Prior to May 23, Venture had been paying Karen to provide shared-living services to Mercy. But Venture terminated its contract with Karen on the same day Mercy was removed from her home. A notice of termination of Karen’s contract from Venture did not contain a reason for the termination.

Both Mercy and Karen contend that Venture was retaliating against them because they had complained to managers of the organization in April that two of its employees had been verbally abusive toward Mercy.

As a result of the contract termination, Karen said, she has not been paid since May for caring for Mercy in her home.

In July, COFAR first emailed DDS Area Director Haley and to Dorothy Cote, Venture executive vice president and CFO, raising concerns about the removal of Mercy from Karen’s home and the termination of Karen’s shared-living contract. To date, we have not received a response from either Ryder or Cote.

Full investigation should have been undertaken

According to letters dated May 27 to Mercy from DDS Area Director Haley, the allegations made by Karen were referred to the DDS area office to conduct “Administrative Reviews.”

Administrative Reviews don’t appear to be required to meet minimum standards for investigations under the DPPC’s enabling statute and regulations.
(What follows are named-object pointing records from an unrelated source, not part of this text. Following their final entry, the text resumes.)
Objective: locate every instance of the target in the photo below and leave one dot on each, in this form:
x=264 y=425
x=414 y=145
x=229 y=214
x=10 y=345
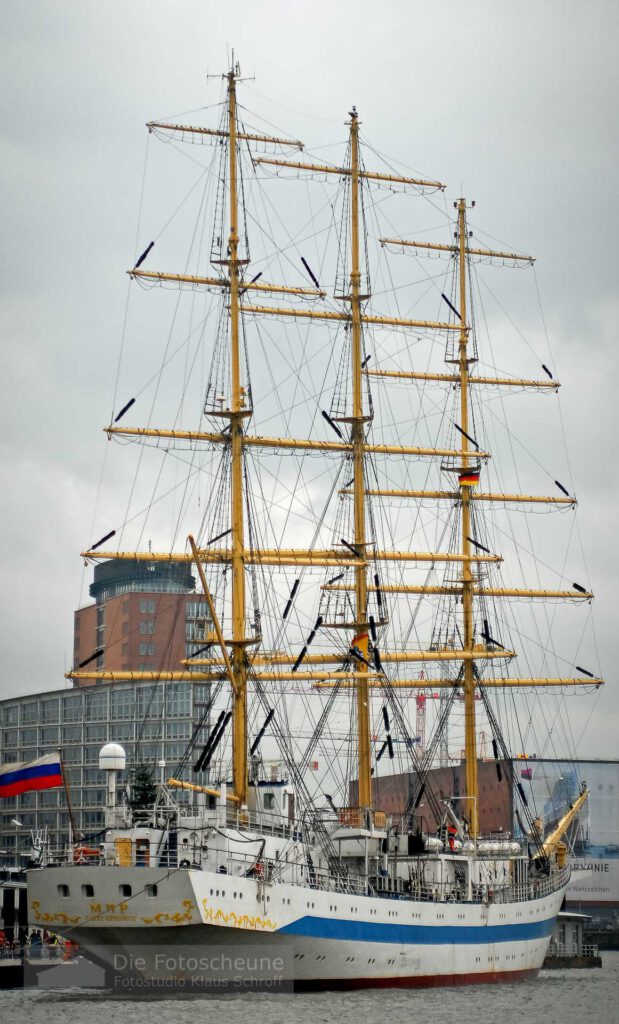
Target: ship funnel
x=112 y=759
Those standards for full investigations include requirements that both the alleged victim and reporter of the incident be interviewed by an investigator.

DPPC has a supervisory role to ensure that full investigations meeting minimum investigative standards are undertaken in instances over which the agency finds it has jurisdiction, according to the statute and regulations. A key factor in determining that jurisdiction is that the victim has suffered a “serious” physical or emotional injury. 
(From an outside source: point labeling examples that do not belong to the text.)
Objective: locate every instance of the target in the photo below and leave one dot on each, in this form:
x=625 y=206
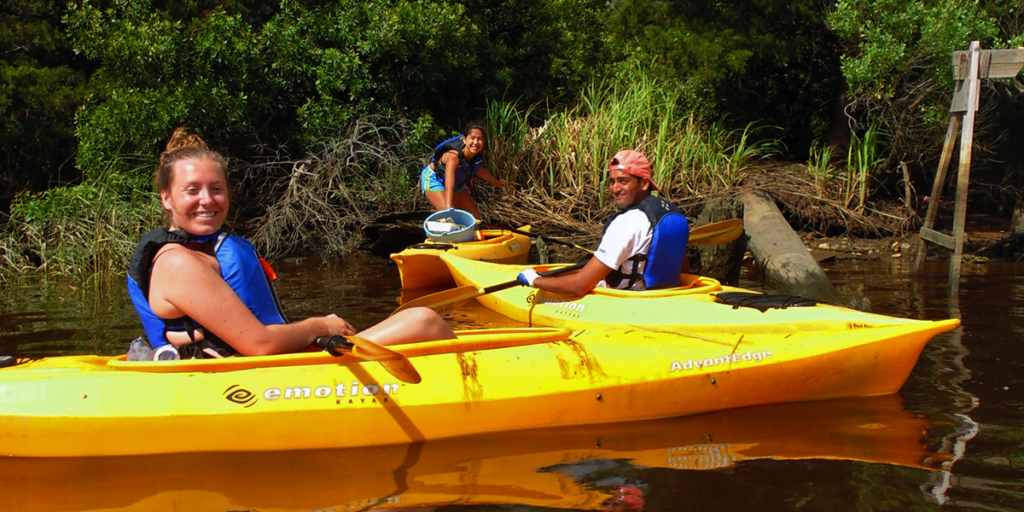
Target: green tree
x=286 y=76
x=41 y=85
x=897 y=66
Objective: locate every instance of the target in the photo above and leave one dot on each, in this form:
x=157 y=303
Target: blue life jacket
x=667 y=253
x=240 y=266
x=466 y=170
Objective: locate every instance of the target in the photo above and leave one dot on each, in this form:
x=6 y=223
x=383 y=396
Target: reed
x=861 y=164
x=820 y=166
x=568 y=154
x=88 y=230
A serious emotional injury is defined in DPPC regulations as:

An injury to the intellectual functioning or emotional state of a Person with a Disability caused by either the verbal or nonverbal conduct of a Caretaker, including but not limited to, coercion; harassment; the inappropriate isolation of a Person with a Disability from family, friends or regular activity; and verbal assault, including but not limited to, ridiculing, intimidating, yelling or swearing (my emphasis).

In our email on October 17 to Alterio, the DPPC executive director, we argued that the agency does have jurisdiction in this case because we believe Mercy did suffer a “serious emotional injury” as a result of the Venture employees’ actions. As a result, we maintained that DPPC should either have undertaken a full investigation of Karen’s complaint, or should have referred the complaint to DDS for a full investigation meeting at least the minimum standards.
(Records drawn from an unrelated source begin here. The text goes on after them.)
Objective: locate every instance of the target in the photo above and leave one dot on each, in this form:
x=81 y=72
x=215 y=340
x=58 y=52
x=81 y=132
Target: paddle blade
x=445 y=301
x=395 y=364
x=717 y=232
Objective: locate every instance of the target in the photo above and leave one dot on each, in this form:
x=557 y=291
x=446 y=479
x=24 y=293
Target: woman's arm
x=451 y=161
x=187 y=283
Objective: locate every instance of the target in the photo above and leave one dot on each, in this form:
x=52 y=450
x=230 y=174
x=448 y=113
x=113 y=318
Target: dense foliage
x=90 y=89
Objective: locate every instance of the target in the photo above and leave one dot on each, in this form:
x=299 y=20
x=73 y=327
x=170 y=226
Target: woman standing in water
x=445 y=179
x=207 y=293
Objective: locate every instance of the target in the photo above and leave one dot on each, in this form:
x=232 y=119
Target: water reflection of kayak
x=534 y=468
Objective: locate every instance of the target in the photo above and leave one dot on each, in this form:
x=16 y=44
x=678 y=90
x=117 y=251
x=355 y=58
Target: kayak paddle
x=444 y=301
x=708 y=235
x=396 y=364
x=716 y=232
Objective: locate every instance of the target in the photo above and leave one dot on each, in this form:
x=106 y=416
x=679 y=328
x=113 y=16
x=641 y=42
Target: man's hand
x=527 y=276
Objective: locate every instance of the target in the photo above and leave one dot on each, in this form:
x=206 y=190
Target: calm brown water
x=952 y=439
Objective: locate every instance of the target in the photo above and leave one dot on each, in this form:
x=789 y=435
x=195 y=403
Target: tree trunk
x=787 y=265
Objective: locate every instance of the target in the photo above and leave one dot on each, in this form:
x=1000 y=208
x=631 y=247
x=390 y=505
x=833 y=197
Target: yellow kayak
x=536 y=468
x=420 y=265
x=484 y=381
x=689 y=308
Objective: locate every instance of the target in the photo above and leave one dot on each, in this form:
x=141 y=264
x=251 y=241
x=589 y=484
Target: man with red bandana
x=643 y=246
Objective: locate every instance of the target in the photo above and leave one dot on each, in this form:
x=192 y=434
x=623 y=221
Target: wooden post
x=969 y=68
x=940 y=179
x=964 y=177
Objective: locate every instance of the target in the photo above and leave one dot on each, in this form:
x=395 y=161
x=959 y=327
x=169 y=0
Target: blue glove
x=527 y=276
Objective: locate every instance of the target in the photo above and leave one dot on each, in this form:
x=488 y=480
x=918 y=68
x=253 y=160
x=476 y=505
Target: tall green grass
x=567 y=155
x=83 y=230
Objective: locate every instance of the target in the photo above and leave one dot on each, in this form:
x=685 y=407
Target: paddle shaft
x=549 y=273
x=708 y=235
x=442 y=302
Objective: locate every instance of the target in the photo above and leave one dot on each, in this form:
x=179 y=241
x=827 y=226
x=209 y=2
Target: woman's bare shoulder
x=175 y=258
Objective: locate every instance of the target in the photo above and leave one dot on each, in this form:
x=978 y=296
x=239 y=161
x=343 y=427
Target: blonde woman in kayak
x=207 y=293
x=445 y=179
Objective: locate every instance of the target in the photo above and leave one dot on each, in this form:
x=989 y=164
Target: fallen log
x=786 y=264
Mercy’s appeal letter additionally stated the following:

I have been treated so badly by DDS and so has Karen (Faiola).  My human rights were violated since I have the right to choose where I want to live and I have the right to change agencies. … I was threatened by my coordinator from Venture and my job coach was mentally abusive, yet nothing has been done.  Were they investigated? … My life has never been better and Karen is the best provider I ever had in the 20 years I’ve been with DDS and the 5 other homes I lived in.

Hogan, Mercy’s therapist, also stated that Mercy had “expressed consistently that she was happy in her home (with Karen)…It was clear in therapy,” Hogan stated, “that (Mercy) was making great strides in her life and I was able to see her self-esteem and self-worth develop as she finally felt seen and heard.“

We are hopeful that in addition to undertaking a full investigation of the allegations that Mercy was abused emotionally, the state will finally acknowledge Mercy’s wish to continue receiving shared-living services from Karen. We also hope Karen will finally be paid for providing those services.